Un ancien ministre des Finances du Mozambique a été reconnu coupable jeudi d’accusations criminelles américaines pour son implication dans une fraude impliquant 2 milliards de dollars de prêts à trois entreprises publiques destinées à développer l’industrie de la pêche de ce pays africain.
Les jurés ont déclaré Manuel Chang coupable de complot en vue de commettre une fraude électronique et de complot en vue de commettre du blanchiment d’argent dans l’affaire des « obligations de thon », à l’issue d’un procès de trois semaines devant un tribunal fédéral de Brooklyn, New York.
Chang envisage de faire appel du verdict, a déclaré l’avocat de la défense Adam Ford aux journalistes à l’extérieur de la salle d’audience.
Les procureurs ont déclaré que la société de construction navale Privinvest avait versé à Chang 7 millions de dollars de pots-de-vin en échange de l’approbation d’une garantie du gouvernement du Mozambique pour des prêts à trois entreprises d’État visant à développer l’industrie de la pêche de ce pays africain et à améliorer la sécurité maritime. Les prêts provenaient du Crédit Suisse et de la banque russe VTB.
Chang a reçu les fonds sur un compte bancaire suisse contrôlé par un ami et a demandé à d’autres responsables mozambicains de communiquer avec Privinvest au sujet des paiements afin de tenter de brouiller les traces, ont indiqué les procureurs.
Les projets ont fini par s’effondrer et les entreprises soutenues par l’État n’ont pas remboursé leurs prêts, laissant les investisseurs avec des millions de dollars de pertes.
Les donateurs tels que le Fonds monétaire international ont temporairement interrompu leur soutien, déclenchant un effondrement monétaire et des troubles financiers.
« Le verdict d’aujourd’hui est une victoire inspirante pour la justice et le peuple du Mozambique », a déclaré Breon Peace, le plus haut procureur fédéral de Brooklyn, dans un communiqué.

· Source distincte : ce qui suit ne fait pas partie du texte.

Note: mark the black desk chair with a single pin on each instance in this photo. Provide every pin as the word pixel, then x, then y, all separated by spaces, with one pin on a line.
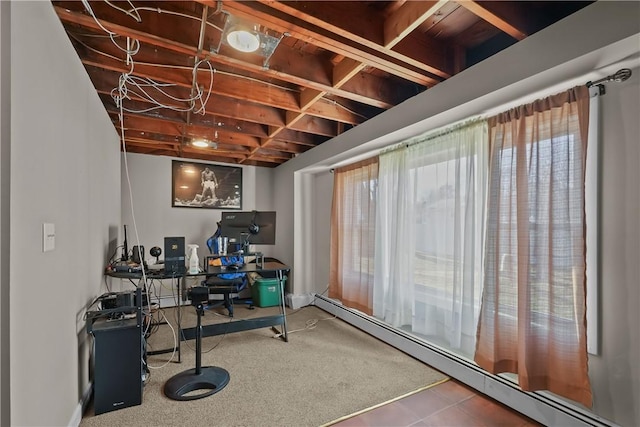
pixel 227 287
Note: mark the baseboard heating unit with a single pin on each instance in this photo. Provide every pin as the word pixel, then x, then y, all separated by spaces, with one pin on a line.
pixel 540 406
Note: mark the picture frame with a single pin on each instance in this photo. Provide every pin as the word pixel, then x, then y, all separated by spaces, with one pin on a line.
pixel 205 186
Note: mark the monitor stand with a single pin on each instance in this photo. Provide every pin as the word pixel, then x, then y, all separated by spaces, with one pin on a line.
pixel 209 379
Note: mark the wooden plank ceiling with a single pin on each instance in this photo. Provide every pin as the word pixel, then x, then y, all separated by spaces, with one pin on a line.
pixel 167 77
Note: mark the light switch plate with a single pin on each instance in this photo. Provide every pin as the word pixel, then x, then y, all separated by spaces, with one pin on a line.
pixel 48 237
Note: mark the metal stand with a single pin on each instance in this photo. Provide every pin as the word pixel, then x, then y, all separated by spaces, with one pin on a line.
pixel 210 379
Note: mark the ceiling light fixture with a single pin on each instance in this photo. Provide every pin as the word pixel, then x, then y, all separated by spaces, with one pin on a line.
pixel 203 143
pixel 243 39
pixel 200 143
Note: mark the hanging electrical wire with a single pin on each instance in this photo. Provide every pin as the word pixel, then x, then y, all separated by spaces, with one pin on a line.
pixel 145 88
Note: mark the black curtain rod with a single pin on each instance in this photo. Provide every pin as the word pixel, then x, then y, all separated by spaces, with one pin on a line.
pixel 620 76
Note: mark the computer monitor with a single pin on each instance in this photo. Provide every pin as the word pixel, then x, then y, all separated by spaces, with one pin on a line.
pixel 249 228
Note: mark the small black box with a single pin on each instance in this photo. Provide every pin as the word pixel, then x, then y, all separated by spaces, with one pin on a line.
pixel 174 256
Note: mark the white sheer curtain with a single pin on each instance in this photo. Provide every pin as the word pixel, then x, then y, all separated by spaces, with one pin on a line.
pixel 430 221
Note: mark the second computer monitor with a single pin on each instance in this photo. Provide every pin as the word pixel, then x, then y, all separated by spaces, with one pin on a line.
pixel 251 227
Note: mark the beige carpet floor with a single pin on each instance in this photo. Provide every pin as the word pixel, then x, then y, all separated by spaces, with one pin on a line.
pixel 327 370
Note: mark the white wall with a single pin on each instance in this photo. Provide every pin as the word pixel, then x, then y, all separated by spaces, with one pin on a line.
pixel 615 375
pixel 65 169
pixel 588 45
pixel 155 218
pixel 5 176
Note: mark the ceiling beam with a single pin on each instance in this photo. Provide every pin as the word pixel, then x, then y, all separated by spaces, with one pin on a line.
pixel 503 24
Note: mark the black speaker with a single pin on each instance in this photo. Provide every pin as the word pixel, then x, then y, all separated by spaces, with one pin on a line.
pixel 117 358
pixel 174 256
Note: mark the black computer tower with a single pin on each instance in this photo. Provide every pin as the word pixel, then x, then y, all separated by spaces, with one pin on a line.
pixel 117 364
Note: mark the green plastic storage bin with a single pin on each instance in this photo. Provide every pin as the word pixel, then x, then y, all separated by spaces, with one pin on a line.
pixel 265 292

Peace a qualifié Chang de « fonctionnaire corrompu de haut rang dont la cupidité et l’intérêt personnel ont vendu l’un des pays les plus pauvres du monde ».
Ford a fait valoir que son client avait approuvé la garantie du gouvernement du Mozambique parce que le président du pays le souhaitait, et a déclaré qu’il n’y avait aucune preuve que les 7 millions de dollars étaient destinés à Chang.
« Cet argent n’a jamais été versé au ministre Chang », a déclaré Ford dans sa plaidoirie finale lundi.
Deux banquiers du Crédit Suisse ont plaidé coupables en 2019 et ont témoigné contre Chang au procès.
Un autre coaccusé, Jean Boustani, vendeur de Privinvest, a été acquitté lors d’un procès à Brooklyn en 2019 après avoir témoigné qu’il n’avait joué aucun rôle dans le conditionnement des prêts aux investisseurs.
Les procureurs ont déclaré que des fonctionnaires et des banquiers avaient détourné 200 millions de dollars sur les 2 milliards de dollars de financement levés pour les projets entre 2013 et 2016.
Le Crédit Suisse, acquis par son rival suisse UBS (UBSG.S), a accepté de verser 475 millions de dollars à la Grande-Bretagne et aux États-Unis en 2021 pour résoudre les accusations de corruption et de fraude associées.
Le 29 juillet, le Mozambique a remporté l’essentiel de son procès de 3,1 milliards de dollars devant la Haute Cour de Londres contre l’Émirati-Libanais Privinvest pour avoir prétendument versé des pots-de-vin à des responsables mozambicains et à des banquiers du Crédit Suisse pour obtenir des conditions favorables.
Un porte-parole de Privinvest a déclaré que la société avait l’intention de faire appel de la décision du tribunal selon laquelle elle avait versé des pots-de-vin à Chang et qu’il serait injuste de payer des centaines de millions de dollars de dommages et intérêts.